C API samples

This section will explain how to use nvImageCodec C API in ten quick steps to encode or decode image. The API details will be covered in the next section.


All nvImageCodec APIs should return NVIMGCODEC_STATUS_SUCCESS. The results may not be valid otherwise.

Single image decode

  1. Initialize the library and creating library instance handle

nvimgcodecInstance_t instance;
nvimgcodecInstanceCreateInfo_t instance_create_info{NVIMGCODEC_STRUCTURE_TYPE_INSTANCE_CREATE_INFO, sizeof(nvimgcodecInstanceCreateInfo_t), 0};
instance_create_info.load_builtin_modules = 1;
instance_create_info.load_extension_modules = 1;
instance_create_info.create_debug_messenger = 1;

nvimgcodecInstanceCreate(&instance, &instance_create_info);

2. Create code stream which abstracts the source of compressed bitstream. Lets start with creating nvimgcodecCodeStream_t from file.

nvimgcodecCodeStream_t code_stream;
nvimgcodecCodeStreamCreateFromFile(instance, &code_stream, "./test.jpg")

3. Get image information about compressed image by getting nvimgcodecImageInfo_t` from Code Stream. This operation will do minimal parsing of the compressed bitstream but without decoding it.

nvimgcodecImageInfo_t input_image_info{NVIMGCODEC_STRUCTURE_TYPE_IMAGE_INFO, sizeof(nvimgcodecImageInfo_t), 0};
nvimgcodecCodeStreamGetImageInfo(code_stream, &image_info);

std::cout << "Input image info: " << std::endl;
std::cout << "\t - width:" << input_image_info.plane_info[0].width << std::endl;
std::cout << "\t - height:" << input_image_info.plane_info[0].height << std::endl;
std::cout << "\t - components:" << input_image_info.num_planes << std::endl;
std::cout << "\t - codec:" << input_image_info.codec_name << std::endl;

4. Allocate output memory on the device, and specify requested output image information.
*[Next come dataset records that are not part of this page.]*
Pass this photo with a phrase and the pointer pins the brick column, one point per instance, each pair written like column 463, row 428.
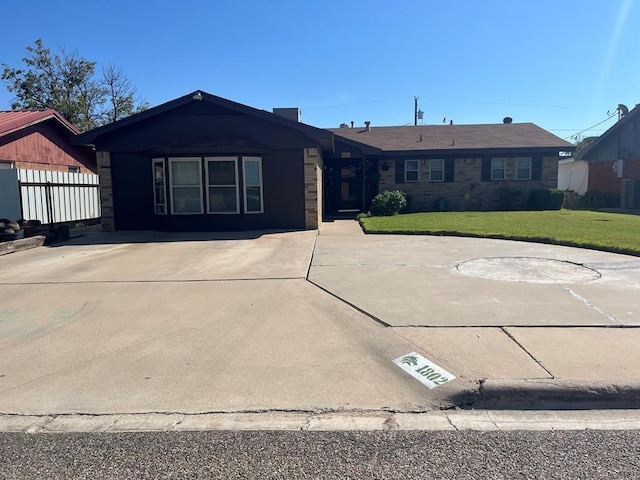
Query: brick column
column 312, row 188
column 106, row 191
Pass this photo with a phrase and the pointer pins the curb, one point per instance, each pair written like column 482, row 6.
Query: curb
column 21, row 244
column 557, row 395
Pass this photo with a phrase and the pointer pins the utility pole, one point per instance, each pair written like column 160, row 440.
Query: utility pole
column 417, row 114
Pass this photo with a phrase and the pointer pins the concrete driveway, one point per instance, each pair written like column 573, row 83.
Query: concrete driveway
column 296, row 321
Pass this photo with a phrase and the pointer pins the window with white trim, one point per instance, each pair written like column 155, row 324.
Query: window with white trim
column 222, row 185
column 436, row 170
column 186, row 185
column 498, row 166
column 523, row 168
column 412, row 170
column 252, row 170
column 159, row 187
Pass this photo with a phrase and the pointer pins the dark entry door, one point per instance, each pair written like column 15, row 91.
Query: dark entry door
column 350, row 189
column 347, row 188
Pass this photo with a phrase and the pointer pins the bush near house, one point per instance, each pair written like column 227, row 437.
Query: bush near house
column 388, row 203
column 578, row 228
column 592, row 199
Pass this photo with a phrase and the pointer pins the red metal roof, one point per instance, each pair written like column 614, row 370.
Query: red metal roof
column 11, row 121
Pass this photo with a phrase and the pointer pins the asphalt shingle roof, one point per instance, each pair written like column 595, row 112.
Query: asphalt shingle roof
column 454, row 137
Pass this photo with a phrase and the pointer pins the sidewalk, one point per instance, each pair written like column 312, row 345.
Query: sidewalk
column 553, row 327
column 130, row 325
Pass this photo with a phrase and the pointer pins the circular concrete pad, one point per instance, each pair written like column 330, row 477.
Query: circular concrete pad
column 527, row 269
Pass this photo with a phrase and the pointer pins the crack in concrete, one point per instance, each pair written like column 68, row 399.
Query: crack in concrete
column 586, row 302
column 522, row 347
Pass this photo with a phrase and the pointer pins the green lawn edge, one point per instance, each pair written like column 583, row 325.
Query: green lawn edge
column 601, row 244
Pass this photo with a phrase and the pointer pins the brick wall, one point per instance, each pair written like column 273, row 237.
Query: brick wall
column 106, row 191
column 312, row 188
column 467, row 191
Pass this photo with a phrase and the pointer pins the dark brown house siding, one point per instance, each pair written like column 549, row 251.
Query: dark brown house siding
column 133, row 200
column 202, row 131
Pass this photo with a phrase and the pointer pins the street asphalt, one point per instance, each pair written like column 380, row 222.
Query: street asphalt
column 119, row 327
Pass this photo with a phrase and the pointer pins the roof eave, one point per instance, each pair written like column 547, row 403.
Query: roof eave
column 322, row 137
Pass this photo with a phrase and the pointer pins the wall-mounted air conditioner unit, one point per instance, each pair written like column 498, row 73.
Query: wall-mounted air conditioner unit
column 630, row 193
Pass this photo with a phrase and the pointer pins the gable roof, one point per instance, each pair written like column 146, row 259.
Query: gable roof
column 14, row 120
column 322, row 136
column 455, row 137
column 629, row 117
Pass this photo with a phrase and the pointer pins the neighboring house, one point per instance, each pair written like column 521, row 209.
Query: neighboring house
column 201, row 162
column 614, row 158
column 573, row 175
column 39, row 140
column 452, row 167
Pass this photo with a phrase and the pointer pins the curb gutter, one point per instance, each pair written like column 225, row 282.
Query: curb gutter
column 557, row 395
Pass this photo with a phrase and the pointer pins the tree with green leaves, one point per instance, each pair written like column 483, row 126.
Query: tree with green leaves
column 67, row 83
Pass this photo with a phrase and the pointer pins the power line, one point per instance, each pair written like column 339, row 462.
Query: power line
column 590, row 128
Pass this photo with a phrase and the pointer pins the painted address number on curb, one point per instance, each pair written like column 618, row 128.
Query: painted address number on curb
column 423, row 370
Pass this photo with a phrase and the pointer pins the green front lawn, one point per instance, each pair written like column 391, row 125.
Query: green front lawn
column 602, row 231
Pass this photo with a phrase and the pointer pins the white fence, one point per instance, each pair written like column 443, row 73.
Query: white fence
column 51, row 197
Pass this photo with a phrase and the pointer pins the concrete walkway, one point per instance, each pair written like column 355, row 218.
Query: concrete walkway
column 139, row 324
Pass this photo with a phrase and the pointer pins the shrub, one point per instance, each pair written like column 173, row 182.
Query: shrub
column 549, row 199
column 409, row 198
column 388, row 203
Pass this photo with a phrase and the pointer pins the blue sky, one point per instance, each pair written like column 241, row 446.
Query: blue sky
column 562, row 64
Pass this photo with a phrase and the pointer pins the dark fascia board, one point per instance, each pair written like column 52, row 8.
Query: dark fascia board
column 363, row 147
column 324, row 138
column 475, row 152
column 611, row 131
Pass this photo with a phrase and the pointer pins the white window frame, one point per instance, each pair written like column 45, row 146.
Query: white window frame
column 245, row 160
column 156, row 204
column 441, row 169
column 528, row 167
column 503, row 168
column 173, row 160
column 408, row 170
column 209, row 185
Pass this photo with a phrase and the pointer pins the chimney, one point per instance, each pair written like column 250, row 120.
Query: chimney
column 290, row 113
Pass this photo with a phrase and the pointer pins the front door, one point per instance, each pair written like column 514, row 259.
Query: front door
column 347, row 188
column 350, row 189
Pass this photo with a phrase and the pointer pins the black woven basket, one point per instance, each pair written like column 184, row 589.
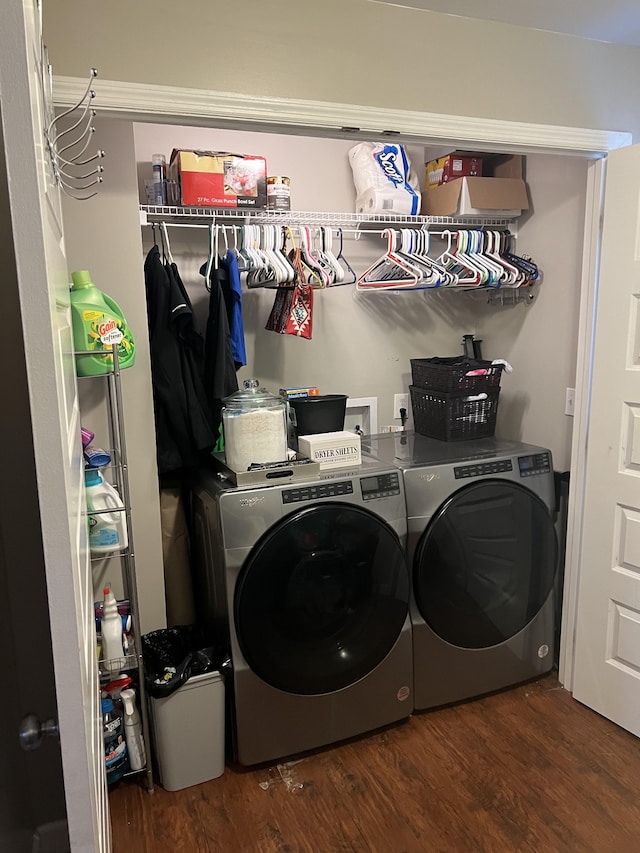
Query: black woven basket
column 452, row 374
column 454, row 417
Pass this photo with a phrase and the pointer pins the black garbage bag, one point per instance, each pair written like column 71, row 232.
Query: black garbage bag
column 172, row 655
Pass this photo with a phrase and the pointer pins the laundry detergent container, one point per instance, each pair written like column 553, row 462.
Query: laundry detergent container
column 324, row 413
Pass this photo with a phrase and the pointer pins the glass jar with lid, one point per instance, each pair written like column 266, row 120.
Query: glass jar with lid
column 255, row 427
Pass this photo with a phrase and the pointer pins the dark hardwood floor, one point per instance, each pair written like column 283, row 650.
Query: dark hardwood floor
column 526, row 769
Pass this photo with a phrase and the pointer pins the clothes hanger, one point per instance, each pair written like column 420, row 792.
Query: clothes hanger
column 474, row 252
column 464, row 274
column 512, row 277
column 165, row 233
column 316, row 276
column 326, row 239
column 409, row 251
column 207, row 275
column 390, row 270
column 342, row 260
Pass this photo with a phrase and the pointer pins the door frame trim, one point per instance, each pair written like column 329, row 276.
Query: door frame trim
column 151, row 102
column 176, row 105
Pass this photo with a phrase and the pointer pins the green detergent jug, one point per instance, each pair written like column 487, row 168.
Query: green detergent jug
column 98, row 325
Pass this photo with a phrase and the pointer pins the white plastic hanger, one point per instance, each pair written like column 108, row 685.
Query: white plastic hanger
column 389, row 271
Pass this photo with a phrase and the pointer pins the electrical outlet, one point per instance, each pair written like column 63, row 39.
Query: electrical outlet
column 400, row 401
column 570, row 402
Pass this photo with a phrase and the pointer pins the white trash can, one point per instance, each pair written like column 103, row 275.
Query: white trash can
column 188, row 732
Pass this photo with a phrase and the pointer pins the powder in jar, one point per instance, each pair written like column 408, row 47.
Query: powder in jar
column 254, row 438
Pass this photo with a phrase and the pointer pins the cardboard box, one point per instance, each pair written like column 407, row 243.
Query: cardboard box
column 219, row 179
column 331, row 449
column 500, row 192
column 307, row 391
column 452, row 166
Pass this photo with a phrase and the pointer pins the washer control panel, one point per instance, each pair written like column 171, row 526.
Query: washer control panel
column 317, row 491
column 537, row 463
column 380, row 486
column 481, row 469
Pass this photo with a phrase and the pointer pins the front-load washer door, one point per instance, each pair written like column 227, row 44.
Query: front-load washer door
column 322, row 599
column 485, row 564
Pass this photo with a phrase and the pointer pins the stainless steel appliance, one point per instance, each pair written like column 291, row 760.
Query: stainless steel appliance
column 307, row 583
column 482, row 549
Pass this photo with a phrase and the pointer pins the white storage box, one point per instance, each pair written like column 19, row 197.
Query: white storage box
column 188, row 732
column 331, row 449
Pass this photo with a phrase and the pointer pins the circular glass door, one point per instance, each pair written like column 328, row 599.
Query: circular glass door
column 321, row 599
column 485, row 564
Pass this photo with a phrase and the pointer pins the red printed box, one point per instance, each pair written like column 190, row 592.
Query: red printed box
column 452, row 166
column 218, row 178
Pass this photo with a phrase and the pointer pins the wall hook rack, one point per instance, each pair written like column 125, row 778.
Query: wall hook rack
column 68, row 136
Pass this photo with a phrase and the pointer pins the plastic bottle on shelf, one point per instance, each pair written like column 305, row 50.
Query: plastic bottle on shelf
column 111, row 630
column 133, row 730
column 96, row 457
column 159, row 166
column 114, row 740
column 107, row 530
column 98, row 326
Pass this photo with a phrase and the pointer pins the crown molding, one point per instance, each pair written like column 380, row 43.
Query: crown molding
column 150, row 102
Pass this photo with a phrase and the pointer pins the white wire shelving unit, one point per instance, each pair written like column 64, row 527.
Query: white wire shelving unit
column 173, row 213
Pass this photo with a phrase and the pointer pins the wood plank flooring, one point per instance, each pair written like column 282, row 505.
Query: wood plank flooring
column 527, row 769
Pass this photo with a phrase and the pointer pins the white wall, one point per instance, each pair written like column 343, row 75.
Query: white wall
column 354, row 52
column 363, row 342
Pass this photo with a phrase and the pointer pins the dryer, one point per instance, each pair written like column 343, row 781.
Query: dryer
column 308, row 586
column 482, row 548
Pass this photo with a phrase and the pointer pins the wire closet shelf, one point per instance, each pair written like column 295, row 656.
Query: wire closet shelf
column 172, row 213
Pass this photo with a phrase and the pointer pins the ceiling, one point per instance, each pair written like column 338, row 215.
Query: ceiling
column 616, row 21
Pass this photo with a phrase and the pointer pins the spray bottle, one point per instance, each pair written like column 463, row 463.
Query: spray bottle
column 133, row 730
column 112, row 648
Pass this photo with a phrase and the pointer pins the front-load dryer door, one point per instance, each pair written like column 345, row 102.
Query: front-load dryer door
column 485, row 564
column 321, row 599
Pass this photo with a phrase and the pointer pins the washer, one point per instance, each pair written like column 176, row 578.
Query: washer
column 308, row 586
column 482, row 548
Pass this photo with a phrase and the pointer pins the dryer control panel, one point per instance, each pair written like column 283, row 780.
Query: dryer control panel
column 480, row 469
column 321, row 490
column 380, row 486
column 537, row 463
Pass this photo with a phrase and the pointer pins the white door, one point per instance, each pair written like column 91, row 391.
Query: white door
column 42, row 280
column 607, row 650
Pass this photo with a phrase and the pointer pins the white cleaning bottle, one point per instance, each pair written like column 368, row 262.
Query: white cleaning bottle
column 133, row 731
column 107, row 530
column 112, row 649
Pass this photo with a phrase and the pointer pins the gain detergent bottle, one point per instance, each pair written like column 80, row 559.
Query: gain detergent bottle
column 98, row 326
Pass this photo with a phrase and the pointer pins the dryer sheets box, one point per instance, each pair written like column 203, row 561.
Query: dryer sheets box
column 332, row 449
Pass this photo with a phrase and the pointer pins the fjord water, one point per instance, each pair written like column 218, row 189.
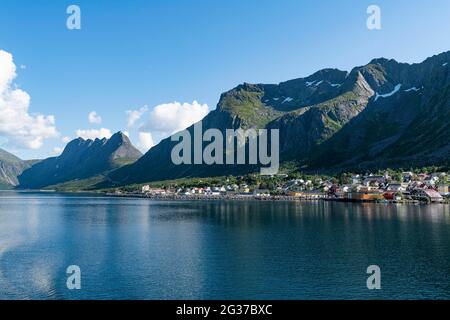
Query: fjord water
column 143, row 249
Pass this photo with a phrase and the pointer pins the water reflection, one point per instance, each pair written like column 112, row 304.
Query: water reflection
column 136, row 248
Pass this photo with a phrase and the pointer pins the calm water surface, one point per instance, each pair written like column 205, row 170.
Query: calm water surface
column 141, row 249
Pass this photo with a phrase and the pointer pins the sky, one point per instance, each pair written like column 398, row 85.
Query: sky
column 150, row 68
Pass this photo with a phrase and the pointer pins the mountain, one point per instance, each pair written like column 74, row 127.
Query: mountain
column 382, row 114
column 81, row 159
column 10, row 168
column 406, row 124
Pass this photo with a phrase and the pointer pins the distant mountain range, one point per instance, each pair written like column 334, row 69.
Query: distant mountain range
column 10, row 168
column 383, row 114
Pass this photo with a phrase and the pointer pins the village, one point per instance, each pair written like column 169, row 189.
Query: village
column 405, row 187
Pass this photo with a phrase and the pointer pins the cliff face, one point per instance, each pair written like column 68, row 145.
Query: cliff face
column 10, row 168
column 81, row 159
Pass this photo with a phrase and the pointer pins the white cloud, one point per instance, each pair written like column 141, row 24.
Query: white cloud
column 134, row 115
column 145, row 141
column 94, row 133
column 169, row 118
column 20, row 128
column 57, row 151
column 93, row 117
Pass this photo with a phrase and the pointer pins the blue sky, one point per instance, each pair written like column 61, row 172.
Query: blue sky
column 134, row 53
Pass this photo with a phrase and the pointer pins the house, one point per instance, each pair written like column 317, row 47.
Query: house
column 297, row 194
column 430, row 195
column 356, row 179
column 374, row 180
column 396, row 187
column 364, row 196
column 444, row 189
column 407, row 176
column 261, row 193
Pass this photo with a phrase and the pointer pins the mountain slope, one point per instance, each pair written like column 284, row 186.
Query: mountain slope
column 406, row 126
column 81, row 159
column 10, row 168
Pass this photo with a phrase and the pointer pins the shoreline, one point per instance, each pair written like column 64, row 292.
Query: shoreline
column 259, row 198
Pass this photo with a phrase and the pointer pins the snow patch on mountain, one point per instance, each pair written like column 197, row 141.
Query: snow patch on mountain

The below snippet demonstrates initialization of nvimgcodecImageInfo_t for an 8 bit, SRGB, 3 channel image in planar format, without chroma subsampling and output buffer in strided device memory.

nvimgcodecImageInfo_t output_image_info(input_image_info);
output_image_info.sample_format = NVIMGCODEC_SAMPLEFORMAT_P_RGB;
output_image_info.color_spec = NVIMGCODEC_COLORSPEC_SRGB;
output_image_info.chroma_subsampling = NVIMGCODEC_SAMPLING_NONE;
output_image_info.num_planes = 3;
output_image_info.buffer_kind = NVIMGCODEC_IMAGE_BUFFER_KIND_STRIDED_DEVICE;

auto sample_type = output_image_info.plane_info[0].sample_type;
int bytes_per_element = static_cast<unsigned int>(sample_type)>> (8+3);
size_t device_pitch_in_bytes = input_image_info.plane_info[0].width * bytes_per_element;

for (uint32_t c = 0; c <  output_image_info.num_planes; ++c) {
   output_image_info.plane_info[c].height = input_image_info.plane_info[0].height;
   output_image_info.plane_info[c].width = input_image_info.plane_info[0].width;
   output_image_info.plane_info[c].row_stride = device_pitch_in_bytes;

output_image_info.buffer_size = output_image_info.plane_info[0].row_stride * image_info.plane_info[0].height * image_info.num_planes;
output_image_info.cuda_stream = 0; // It is possible to assign cuda stream which will be used for synchronization. Here we assume it is default stream.

cudaMalloc(&output_image_info.buffer,  output_image_info.buffer_size);

5. Having prepared requested output image format information, we can created opaque nvimgcodecImage_t type handle to object which will represent our decoded image.

nvimgcodecImage_t image;
nvimgcodecImageCreate(instance, &image, &image_info);
  1. Create Decoder.

It is possible to pass Execution Parameters to create decoder function, where we can specify device id on which decoding will be executed. If we would like to pass some additional options to all or specific decoder plugin(s), we can do that by string with optional space separated list of parameters for specific decoders in format: “<decoder_id>:<parameter_name>=<parameter_value>”. For example “nvjpeg:fancy_upsampling=1”. If we skip <decoder_id>, as in snippet bellow, option can be interpreted by many decoder plugins.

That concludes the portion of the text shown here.